In experiment 1, the amount of recovered Salmonella (cfu) was significantly lower in birds fed the AVM diet than in birds fed the CTL− diet 3 d postinfection, but was not different from the Salmonella concentrations recovered in birds fed the CTL+ or AVE diet. However, 10 and 17 d postinfection, there was no effect of dietary treatment on Salmonella recovery in the ceca.
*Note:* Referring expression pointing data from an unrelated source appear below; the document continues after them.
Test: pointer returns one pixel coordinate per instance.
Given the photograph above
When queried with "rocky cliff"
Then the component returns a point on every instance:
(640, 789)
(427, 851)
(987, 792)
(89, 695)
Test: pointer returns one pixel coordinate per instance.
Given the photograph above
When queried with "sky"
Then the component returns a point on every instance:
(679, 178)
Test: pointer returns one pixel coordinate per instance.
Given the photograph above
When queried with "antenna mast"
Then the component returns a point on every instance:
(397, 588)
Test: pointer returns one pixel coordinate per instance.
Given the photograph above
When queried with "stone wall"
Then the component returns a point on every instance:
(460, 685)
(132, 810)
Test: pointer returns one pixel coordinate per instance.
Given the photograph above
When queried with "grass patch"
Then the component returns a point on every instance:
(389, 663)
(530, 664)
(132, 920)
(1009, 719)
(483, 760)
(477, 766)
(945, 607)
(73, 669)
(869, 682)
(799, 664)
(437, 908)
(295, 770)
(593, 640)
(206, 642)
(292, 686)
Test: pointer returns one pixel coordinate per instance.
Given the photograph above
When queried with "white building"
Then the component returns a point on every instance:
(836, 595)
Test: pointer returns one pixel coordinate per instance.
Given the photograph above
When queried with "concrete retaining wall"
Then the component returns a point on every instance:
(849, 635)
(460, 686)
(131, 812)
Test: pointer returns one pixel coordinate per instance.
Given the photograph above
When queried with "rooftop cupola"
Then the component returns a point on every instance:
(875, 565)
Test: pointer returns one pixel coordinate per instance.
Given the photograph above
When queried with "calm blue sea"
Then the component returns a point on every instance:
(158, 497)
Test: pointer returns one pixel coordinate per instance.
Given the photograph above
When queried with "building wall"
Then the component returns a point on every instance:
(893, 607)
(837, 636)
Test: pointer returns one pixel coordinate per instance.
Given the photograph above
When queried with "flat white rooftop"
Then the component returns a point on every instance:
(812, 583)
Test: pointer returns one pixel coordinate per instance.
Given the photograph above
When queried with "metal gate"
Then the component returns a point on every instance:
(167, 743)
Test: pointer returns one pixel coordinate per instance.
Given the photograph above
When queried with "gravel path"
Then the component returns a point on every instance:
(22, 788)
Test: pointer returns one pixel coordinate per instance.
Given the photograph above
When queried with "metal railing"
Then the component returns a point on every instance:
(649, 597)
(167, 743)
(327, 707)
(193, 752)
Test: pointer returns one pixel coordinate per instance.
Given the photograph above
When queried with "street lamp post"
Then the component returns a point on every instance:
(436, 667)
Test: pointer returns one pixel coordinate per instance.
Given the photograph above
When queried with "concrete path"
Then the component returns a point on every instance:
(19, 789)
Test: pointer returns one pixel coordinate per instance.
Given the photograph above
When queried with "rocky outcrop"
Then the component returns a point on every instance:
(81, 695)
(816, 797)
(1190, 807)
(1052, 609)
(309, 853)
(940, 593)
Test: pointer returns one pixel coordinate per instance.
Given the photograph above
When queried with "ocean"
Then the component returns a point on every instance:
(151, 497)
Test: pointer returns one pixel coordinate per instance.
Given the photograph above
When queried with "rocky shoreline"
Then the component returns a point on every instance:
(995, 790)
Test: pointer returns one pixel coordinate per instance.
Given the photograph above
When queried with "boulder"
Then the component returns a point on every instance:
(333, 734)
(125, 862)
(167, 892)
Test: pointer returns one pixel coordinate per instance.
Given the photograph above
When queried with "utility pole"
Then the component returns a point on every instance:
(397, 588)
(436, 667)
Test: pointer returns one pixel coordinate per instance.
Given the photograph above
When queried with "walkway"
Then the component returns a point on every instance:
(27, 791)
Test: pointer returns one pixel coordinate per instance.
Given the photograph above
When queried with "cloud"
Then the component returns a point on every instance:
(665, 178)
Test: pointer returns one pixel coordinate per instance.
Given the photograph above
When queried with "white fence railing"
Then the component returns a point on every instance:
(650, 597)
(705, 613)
In experiment 2, there were no effects of treatment on Salmonella at any measuring time (7, 14, and 21 d postinfection).
DISCUSSION
Figure 3. In vitro proliferation of lymphocytes (n = 4 replicates per column) isolated from the pooled peripheral blood of broiler chickens (n = 10 per treatment) at 5 and 9 (experiment 1) or at 7 and 14 (experiment 2) d postinfection with 106 cfu of Salmonella Typhimurium (birds were orally challenged at d 7 in experiment 1 or at d 3 in experiment 2). Chickens were fed an antibiotic-free diet (CTL−), an antibiotic-free diet plus 40 mg of bacitracin/kg of feed (CTL+), a CTL− plus 0.8% Arg and 40 IU of VE/kg of feed (AVE), or an AVE diet plus 0.2% mannanoligosaccharides (AVM). Lymphocytes were stimulated with concanavalin A or cultured in an equal volume of Roswell Park Memorial Institute 1640 media as a negative control. Columns with different letters (a–c) within sampling time are statistically different (P < 0.05).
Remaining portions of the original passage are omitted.